During this inter-war period Queen Mary’s was becoming the largest Ministry of Pensions hospital and various services were transferred there, including the pathology laboratory in 1929. For the first time the Hospital had female patients, when a ward was opened for nursing sisters.
In 1930 the old wooden huts used for the Limb Fitting Department were replaced by brick buildings and the Ministry of Pensions redecorated the whole Hospital. In the same year the first case was admitted under arrangements made with the National Union of Seamen.
The work of the Hospital was further extended in 1932 by taking patients from LCC hospitals and institutions and voluntary hospitals for limb fitting. At the same time Sir Stanley Woodwark, Consulting Physician to Westminster Hospital, was appointed Honorary Consulting Physician to Roehampton.
On 27th September 1933 Sir Charles Kenderdine, who had served the Hospital as Honorary Secretary and Treasurer since the beginning, resigned owing to ill-health. A message was received from the Queen regretting the news of his resignation.
On 28th July 1936 The Times under the heading ‘A Wise Decision’ recorded that:
“The Minister of Pensions stated yesterday that he felt it would be deplorable if the knowledge and skill developed in this service were allowed to lapse and that he had accordingly agreed to a suggestion made by the Committee of the Hospital that the services of the limb fitting surgeons of the Ministry, both in Roehampton and in the provincial centres, should be made available to the committee for the expert adjustment of artificial limbs for further classes of civilian cases.”
Plans were accordingly made for further expansion of the Hospital. A new artificial limb factory was opened and by 1939 plans were approved for an additional 550 beds.
An ageing community
In the year 1938/9 attendances of War Pensioner cases for artificial limbs totalled 10,978 in addition to 355 civilians and 16,251 limbs sent by post. 184 officers and members of the nursing staff were admitted to the wards, 1,624 other ranks and 50 civilians. The artificial limb fitting factories used by 5 firms employed a total staff of 300.
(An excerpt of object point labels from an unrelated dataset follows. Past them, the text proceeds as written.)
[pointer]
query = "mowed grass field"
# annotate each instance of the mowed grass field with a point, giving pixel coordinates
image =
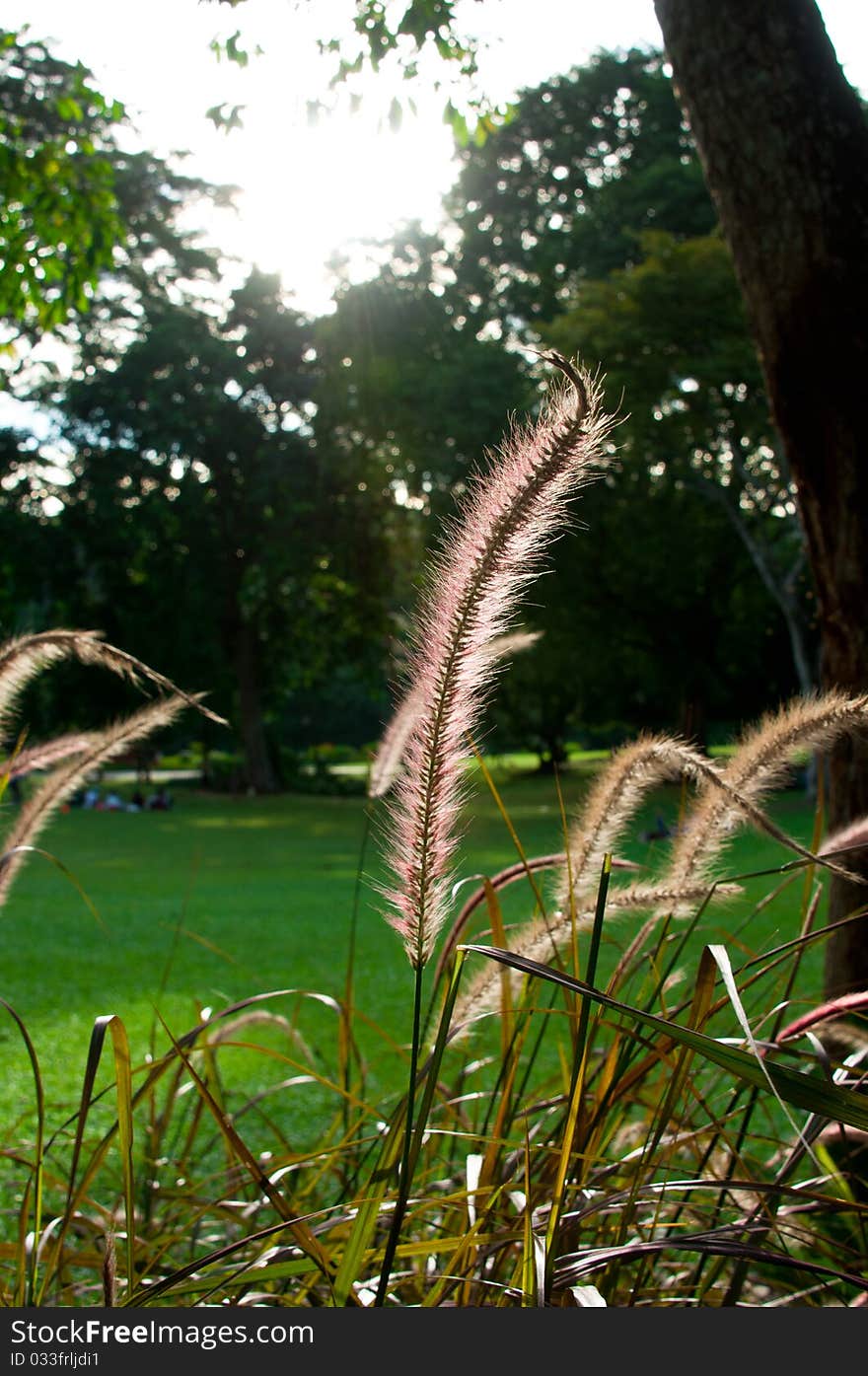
(157, 916)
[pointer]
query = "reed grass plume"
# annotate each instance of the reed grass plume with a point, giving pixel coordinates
(388, 759)
(473, 589)
(763, 757)
(24, 657)
(613, 800)
(727, 797)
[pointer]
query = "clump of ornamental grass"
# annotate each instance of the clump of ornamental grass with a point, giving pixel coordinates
(473, 592)
(679, 1148)
(727, 797)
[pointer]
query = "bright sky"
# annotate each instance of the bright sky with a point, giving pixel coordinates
(307, 191)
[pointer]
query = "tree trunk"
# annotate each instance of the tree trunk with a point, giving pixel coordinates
(784, 146)
(261, 775)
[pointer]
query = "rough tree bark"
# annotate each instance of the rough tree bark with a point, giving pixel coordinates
(784, 145)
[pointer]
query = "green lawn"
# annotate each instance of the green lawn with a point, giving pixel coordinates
(227, 898)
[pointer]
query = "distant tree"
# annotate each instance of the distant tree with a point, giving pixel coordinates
(87, 226)
(563, 191)
(407, 382)
(784, 146)
(208, 521)
(677, 351)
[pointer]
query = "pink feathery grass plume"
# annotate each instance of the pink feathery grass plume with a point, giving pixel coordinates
(388, 760)
(505, 525)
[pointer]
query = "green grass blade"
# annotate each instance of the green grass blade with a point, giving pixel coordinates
(802, 1090)
(27, 1280)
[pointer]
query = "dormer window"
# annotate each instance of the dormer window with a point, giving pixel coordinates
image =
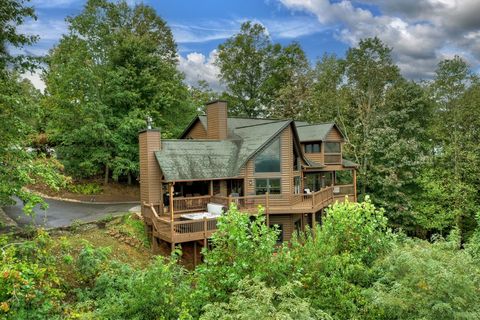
(312, 147)
(333, 152)
(268, 160)
(332, 147)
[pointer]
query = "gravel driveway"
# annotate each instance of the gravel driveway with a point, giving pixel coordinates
(63, 213)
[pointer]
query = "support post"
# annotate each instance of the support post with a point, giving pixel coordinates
(205, 231)
(267, 206)
(194, 254)
(313, 200)
(354, 185)
(172, 218)
(313, 224)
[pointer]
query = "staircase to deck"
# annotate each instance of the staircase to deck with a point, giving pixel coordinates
(173, 229)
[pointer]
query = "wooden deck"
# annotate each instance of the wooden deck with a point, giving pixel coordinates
(180, 230)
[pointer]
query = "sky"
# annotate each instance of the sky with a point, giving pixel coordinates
(420, 32)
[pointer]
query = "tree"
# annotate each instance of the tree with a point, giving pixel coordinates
(262, 78)
(327, 99)
(254, 300)
(19, 111)
(420, 280)
(370, 72)
(116, 65)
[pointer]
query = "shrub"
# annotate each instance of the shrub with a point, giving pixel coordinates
(242, 246)
(254, 300)
(420, 280)
(158, 292)
(29, 283)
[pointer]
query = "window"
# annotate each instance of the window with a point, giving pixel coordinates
(297, 185)
(271, 185)
(268, 160)
(332, 147)
(343, 177)
(312, 147)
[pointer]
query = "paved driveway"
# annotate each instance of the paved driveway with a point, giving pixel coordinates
(63, 213)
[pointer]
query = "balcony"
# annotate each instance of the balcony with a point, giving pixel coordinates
(174, 228)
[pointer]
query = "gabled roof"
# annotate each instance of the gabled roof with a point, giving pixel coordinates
(315, 132)
(196, 159)
(306, 132)
(186, 159)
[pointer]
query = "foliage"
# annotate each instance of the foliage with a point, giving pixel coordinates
(91, 262)
(254, 300)
(29, 281)
(242, 246)
(13, 14)
(262, 78)
(19, 113)
(420, 280)
(158, 292)
(335, 266)
(116, 65)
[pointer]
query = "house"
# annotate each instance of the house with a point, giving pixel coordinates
(291, 168)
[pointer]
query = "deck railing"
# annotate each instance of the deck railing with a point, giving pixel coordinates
(186, 204)
(181, 230)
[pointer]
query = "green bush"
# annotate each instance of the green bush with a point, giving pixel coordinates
(91, 261)
(161, 291)
(30, 287)
(254, 300)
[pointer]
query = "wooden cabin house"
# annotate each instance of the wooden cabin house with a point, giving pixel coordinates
(292, 168)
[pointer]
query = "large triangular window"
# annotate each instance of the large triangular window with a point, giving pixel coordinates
(268, 160)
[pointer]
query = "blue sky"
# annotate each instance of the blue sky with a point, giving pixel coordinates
(421, 32)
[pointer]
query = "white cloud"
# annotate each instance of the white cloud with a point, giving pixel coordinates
(197, 66)
(285, 28)
(52, 3)
(420, 31)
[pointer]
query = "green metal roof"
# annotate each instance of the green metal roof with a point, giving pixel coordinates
(188, 159)
(197, 159)
(349, 164)
(314, 132)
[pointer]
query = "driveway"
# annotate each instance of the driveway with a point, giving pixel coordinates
(63, 213)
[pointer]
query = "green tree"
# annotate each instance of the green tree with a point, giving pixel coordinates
(116, 65)
(335, 266)
(19, 112)
(254, 300)
(449, 181)
(327, 99)
(420, 280)
(262, 78)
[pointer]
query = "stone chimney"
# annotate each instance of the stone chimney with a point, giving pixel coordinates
(150, 174)
(217, 120)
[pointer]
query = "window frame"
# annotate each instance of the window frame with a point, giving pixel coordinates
(339, 143)
(276, 140)
(268, 185)
(310, 147)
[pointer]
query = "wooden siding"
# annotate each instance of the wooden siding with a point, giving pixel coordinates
(285, 174)
(217, 120)
(150, 174)
(197, 131)
(317, 156)
(334, 135)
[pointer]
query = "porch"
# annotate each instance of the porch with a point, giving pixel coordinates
(177, 226)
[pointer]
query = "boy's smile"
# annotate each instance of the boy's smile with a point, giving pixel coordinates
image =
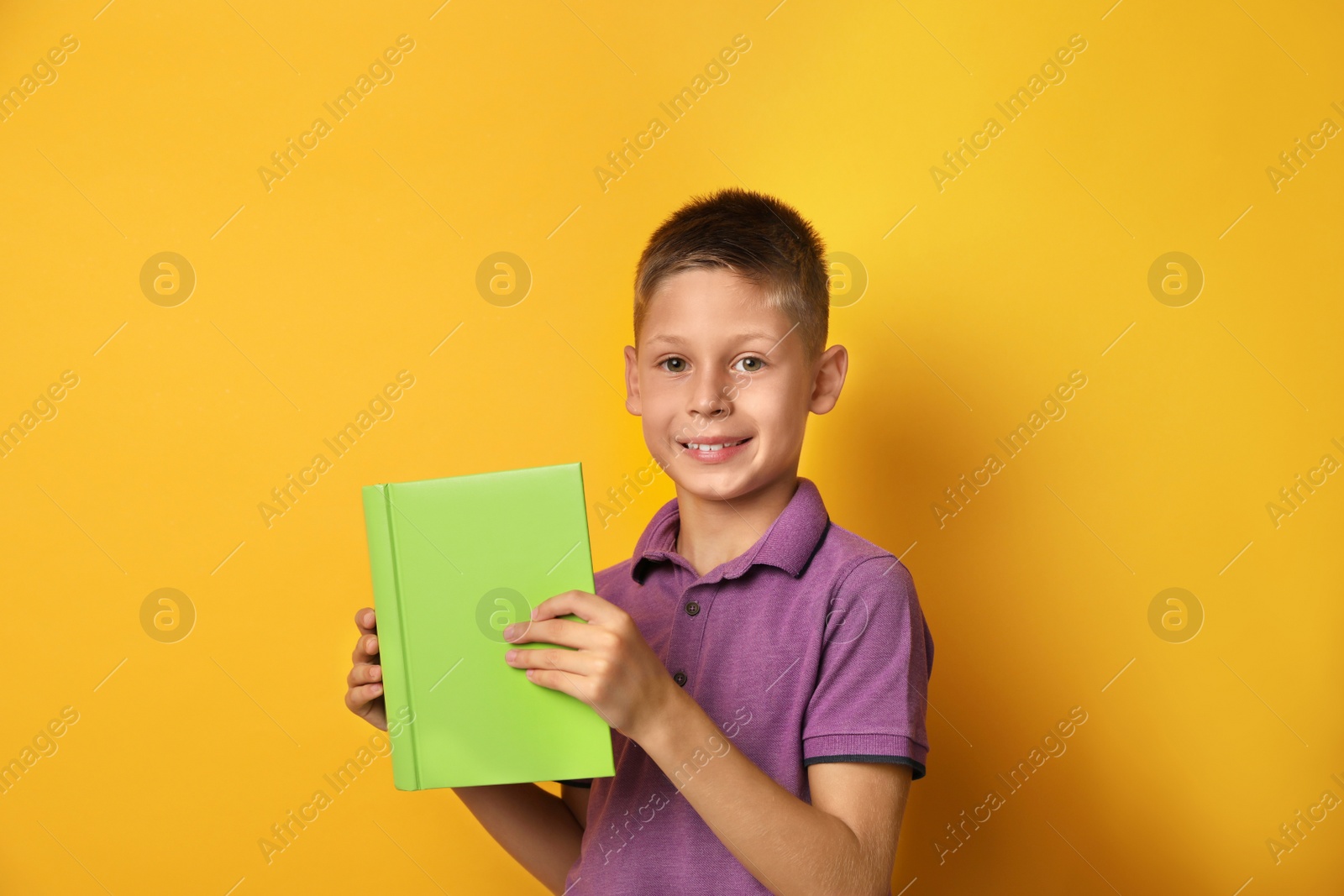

By the late 1930’s Roehampton was an ageing community. Apart from the patients, as many of the staff as possible were ex-servicemen. We are given a brief glimpse of life there in the surviving correspondence about a request from the artificial limb-makers to make use of Roehampton Hospital Sports Club ground. The grounds at Roehampton, characterised by the lawns and great cedar trees, though gradually eroded from their Edwardian splendour, were still a special feature of the Hospital, and provided the setting for many community events as well as the annual garden party, first held in 1916.
In 1938 the Medical Superintendent was T.C. Buchanan. In making his case to the Committee for the factory-workers’ application to be rejected, he wrote:
“its decision is for the benefit of the patients who may be forced to spend many years (in some cases the remainder of their lives) in the hospital… It is possibly not realised to what extent the ground is used and appreciated by the patients and their visitors. For those cases unable to go out especially cases who can only get about in wheelchairs – this field is a blessing and…in the summer evenings it is not unusual to find several sitting reading, etc., under the trees. The sisters are not now in their first youth, and after a hard and exacting period of duty do not feel like leaving the precincts of the Hospital…”
This stable, settled community was in marked contrast to the pace and activity of Roehampton at the end of the First World War.